L'église de La Martyre tira un grand profit de ces foires, grâce aux nombreuses offrandes faîtes par les participants (le montant des offrandes reçues par l'église se montait en moyenne annuelle à 947 livres entre 1641 et 1643, dont 614 reçues pendant la foire et à 1428 livres entre 1675 et 1677)[16], mais les paroissiens en profitaient par les boutiques, galeries et caves louées aux marchands. Les profits étaient tels que la foire était fortement convoitée : par exemple vers 1610 et à nouveau en 1665 Landerneau tenta, en vain, de s'approprier la foire de La Martyre. Le conseil de fabrique s'y opposa vigoureusement, faisant même appel au roi Louis XIV par une requête datant du 5 août 1667, arguant que le déplacement des foires aurait entraîné selon eux « la ruine d'une des plus belles églises de la province, qui perdra plus de 2 000 livres de rentes. C'est l'abolition de l'une des plus anciennes foires et des plus fréquentées du royaume », que dans l'église « il s'y fit quantité de miracles qui appelèrent une si grande affluence de peuples (...) » et que les ducs de Rohan eux-mêmes avaient jadis légitimé la foire et ses privilèges. Ils ajoutaient que « le lieu de La Martyre est tout à fait commode pour tenir la foire, qu'il y a des galeries très commodes pour les marchands et les marchandises (...), d'autant qu'il y a plusieurs hôtelleries dans le bourg capables de recevoir tous les marchands forains qui viennent y débiter »[17].

La sécurité de la foire était traditionnellement assurée par une garde commandée par le marquis de Brézal. Un procès dit "du guet de la foire" opposa les membres du corps politique de la Martyre, qui tentèrent d'assurer eux-mêmes la sécurité de la foire, au marquis de Brézal entre 1718 et 1723, ce dernier obtint par un arrêt du 14 janvier 1723 le maintien de ses droits[18].
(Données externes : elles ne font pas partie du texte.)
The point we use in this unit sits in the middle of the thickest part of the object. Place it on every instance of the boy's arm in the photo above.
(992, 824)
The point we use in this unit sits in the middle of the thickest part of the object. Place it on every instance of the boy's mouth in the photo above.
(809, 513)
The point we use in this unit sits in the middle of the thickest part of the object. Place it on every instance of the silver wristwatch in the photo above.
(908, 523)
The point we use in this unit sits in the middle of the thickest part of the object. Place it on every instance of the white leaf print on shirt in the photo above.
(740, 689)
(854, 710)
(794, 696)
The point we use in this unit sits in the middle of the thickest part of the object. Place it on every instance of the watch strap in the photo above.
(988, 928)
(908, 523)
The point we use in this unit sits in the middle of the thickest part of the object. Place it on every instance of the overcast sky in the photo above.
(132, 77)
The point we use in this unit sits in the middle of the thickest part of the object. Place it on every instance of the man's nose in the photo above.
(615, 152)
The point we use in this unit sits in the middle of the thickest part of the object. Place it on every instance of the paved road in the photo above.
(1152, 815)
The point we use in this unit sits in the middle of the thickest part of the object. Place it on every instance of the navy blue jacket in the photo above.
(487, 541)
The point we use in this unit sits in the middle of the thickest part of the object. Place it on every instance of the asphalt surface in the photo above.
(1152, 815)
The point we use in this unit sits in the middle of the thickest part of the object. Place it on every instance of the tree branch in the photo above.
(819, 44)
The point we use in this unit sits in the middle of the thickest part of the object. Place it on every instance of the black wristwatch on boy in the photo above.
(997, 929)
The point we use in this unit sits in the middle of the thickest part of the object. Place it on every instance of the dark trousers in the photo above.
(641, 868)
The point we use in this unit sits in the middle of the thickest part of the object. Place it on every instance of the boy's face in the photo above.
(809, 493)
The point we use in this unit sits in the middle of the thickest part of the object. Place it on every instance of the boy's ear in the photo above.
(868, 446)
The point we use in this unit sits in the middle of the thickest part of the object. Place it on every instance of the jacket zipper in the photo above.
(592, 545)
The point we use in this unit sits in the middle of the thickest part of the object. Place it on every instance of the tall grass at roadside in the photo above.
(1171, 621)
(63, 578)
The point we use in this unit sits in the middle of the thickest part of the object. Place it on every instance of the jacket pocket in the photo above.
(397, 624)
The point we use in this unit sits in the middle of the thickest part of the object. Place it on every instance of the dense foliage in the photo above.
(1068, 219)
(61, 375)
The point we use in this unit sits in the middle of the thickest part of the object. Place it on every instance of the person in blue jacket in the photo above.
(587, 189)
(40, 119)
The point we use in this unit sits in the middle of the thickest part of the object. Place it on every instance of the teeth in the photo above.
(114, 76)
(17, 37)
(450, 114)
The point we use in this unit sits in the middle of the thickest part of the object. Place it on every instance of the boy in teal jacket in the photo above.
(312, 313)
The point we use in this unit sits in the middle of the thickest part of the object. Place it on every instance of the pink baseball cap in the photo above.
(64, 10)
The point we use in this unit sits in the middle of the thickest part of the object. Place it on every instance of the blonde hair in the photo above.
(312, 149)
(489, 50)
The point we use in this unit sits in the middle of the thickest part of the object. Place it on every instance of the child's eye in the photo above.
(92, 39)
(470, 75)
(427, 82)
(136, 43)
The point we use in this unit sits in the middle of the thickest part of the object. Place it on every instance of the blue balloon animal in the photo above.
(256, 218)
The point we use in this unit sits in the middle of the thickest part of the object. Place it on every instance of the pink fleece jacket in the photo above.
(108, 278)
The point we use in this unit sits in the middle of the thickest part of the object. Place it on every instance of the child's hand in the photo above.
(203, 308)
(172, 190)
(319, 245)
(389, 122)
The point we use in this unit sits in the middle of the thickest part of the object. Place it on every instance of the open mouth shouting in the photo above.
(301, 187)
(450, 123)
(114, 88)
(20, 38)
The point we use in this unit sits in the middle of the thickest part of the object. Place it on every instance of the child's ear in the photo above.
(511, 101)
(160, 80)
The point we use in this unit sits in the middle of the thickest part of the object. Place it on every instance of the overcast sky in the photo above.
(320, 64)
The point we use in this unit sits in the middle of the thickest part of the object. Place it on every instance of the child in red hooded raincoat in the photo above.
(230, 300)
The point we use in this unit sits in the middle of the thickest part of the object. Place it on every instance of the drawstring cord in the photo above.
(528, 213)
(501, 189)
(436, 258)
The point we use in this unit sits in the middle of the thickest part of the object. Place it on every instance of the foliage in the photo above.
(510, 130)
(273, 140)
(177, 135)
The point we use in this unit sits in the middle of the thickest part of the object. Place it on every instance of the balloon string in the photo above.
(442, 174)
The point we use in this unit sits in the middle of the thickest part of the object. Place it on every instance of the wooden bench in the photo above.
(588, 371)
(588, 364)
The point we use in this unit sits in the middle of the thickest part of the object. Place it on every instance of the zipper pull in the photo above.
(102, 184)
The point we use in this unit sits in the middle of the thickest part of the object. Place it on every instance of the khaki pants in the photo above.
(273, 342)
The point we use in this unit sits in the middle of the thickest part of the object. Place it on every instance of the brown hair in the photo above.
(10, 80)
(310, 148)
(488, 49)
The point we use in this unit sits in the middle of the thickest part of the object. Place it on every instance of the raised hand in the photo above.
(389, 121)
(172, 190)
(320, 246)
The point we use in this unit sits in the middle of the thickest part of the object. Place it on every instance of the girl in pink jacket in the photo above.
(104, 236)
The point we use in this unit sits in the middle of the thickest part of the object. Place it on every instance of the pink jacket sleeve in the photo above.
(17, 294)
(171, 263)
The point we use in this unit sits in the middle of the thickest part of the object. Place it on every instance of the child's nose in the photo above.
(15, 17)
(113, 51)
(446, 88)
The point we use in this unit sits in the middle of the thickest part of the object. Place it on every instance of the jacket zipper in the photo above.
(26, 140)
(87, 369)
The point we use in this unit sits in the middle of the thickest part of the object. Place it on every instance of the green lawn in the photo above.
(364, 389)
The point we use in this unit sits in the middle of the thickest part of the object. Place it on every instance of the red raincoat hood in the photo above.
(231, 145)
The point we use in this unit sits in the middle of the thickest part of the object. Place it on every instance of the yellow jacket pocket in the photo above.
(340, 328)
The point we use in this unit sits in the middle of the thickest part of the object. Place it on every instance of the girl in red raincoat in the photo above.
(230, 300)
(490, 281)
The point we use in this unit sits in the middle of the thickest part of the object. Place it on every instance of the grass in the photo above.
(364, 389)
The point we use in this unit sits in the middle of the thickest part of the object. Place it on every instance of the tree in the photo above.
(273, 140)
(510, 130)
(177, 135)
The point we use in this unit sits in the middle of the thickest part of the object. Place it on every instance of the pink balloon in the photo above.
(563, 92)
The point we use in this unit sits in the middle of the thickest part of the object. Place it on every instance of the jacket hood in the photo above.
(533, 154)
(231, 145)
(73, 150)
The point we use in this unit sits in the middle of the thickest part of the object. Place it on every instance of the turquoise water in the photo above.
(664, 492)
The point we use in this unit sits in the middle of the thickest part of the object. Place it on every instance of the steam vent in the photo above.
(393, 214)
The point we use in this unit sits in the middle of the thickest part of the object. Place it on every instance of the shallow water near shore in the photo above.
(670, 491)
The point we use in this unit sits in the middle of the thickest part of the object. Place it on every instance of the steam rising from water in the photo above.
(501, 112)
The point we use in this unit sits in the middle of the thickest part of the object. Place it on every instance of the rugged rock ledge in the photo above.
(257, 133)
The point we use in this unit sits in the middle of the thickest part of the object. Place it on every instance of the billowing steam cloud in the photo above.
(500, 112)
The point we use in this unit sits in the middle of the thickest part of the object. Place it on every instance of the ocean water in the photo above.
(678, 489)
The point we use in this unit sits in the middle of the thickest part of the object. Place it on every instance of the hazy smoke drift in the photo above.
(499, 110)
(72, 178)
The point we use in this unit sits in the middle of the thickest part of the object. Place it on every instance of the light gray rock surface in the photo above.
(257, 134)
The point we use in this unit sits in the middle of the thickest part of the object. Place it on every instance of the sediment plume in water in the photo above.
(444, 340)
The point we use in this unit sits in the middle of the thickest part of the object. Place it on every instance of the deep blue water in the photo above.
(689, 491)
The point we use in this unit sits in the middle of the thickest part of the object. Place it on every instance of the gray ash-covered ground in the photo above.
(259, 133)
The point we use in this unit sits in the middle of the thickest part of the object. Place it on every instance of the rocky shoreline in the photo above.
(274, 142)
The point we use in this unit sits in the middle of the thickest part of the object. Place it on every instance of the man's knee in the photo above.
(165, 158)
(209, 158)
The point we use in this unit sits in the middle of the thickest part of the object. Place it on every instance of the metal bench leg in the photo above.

La construction en 1713 d'une nouvelle chaire à prêcher fut l'occasion d'une dispute entre le curé, J. Pouliquen, « qui la trouvait trop ordinaire et voulait une autre plus artistique », et ses paroissiens. En 1738 encore le curé refusait d'utiliser la dite chaire et obtint de l'Évêque de Léon, Jean Louis de La Bourdonnaye, qu'une nouvelle chaire à prêcher soit construite en 1740. Une autre dispute entre le même curé et les marguilliers de la paroisse éclata à propos des reliques[19] que le curé gardait sous clefs dans une armoire, ce qui empêchait qu'elle soit exposées et vénérées lors des processions. Les marguilliers, dans une supplique adressée à l'évêque de Léon écrivent à propos de l'attitude du curé : « On craint que pour la foire de juillet, il ne fasse le même refus. Ainsi la fréquentation de l'église de La Martyre, où la dévotion attirait un grand nombre de peuples, se diminuera, les frais et les prières que les tréviens ont fait pour se procurer les dites reliques deviendraient inutiles... Vous plaise en conséquence, Monseigneur, que le jeudi de la foire et le second dimanche de mai, chaque année, les reliques soient portées autour du bourg par deux laïques pieux et vêtus selon l'usage pratiqué dans tout le diocèse »[20].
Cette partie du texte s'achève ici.